Additions and Corrections - Structure and Tunneling Dynamics of Malonaldehyde. A Theoretical Study.

The geometry and harmonic vibrational frequencies of equilibrium malonaldehyde and of the transition state for the symmetric intramolecular hydrogen atom transfer have been determined at the SCF level of theory (using a slightly better than double-basis set). All geometrical parameters were fully and simultaneously optimized by using SCF gradient techniques. Comparison of the equilibrium structure with the structure determined from microwave spectra shows good agreement in most respects, although there are a few differences. At the C/sub s/ equilibrium geometry and the C/sub 2//sub v/ transition state large scale configuration interaction (all single and double excitations) calculations were carried out to determine the barrier height for the symmetric hydrogen atom transfer; including a correction for quadruple excitations, this gives a classical or ''bare'' barrier height of 8.0 kca./mol.

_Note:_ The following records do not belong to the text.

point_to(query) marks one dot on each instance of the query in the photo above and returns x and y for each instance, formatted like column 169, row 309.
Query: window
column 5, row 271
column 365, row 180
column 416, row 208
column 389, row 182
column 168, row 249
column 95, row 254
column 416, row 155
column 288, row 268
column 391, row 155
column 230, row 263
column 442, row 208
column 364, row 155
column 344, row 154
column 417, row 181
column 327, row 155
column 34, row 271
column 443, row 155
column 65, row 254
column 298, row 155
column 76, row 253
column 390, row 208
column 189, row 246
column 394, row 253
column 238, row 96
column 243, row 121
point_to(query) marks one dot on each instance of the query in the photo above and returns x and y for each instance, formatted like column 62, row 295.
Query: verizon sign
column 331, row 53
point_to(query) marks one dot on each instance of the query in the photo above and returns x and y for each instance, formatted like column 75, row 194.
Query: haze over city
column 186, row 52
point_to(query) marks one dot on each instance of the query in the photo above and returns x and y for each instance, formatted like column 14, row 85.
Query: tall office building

A one-dimensional model for the tunneling dynamics of H-atom transfer leads to a tunneling splitting in the ground vibrational state of approx. 18 cm/sup -1/, in relatively good agreement with the experimental value. It is noted, though, that the value of the splitting is sensitive to the potential surface parameters (i.e., bare height, frequencies) and that there is also uncertainty about the accuracy of the one-dimensional description of the tunneling.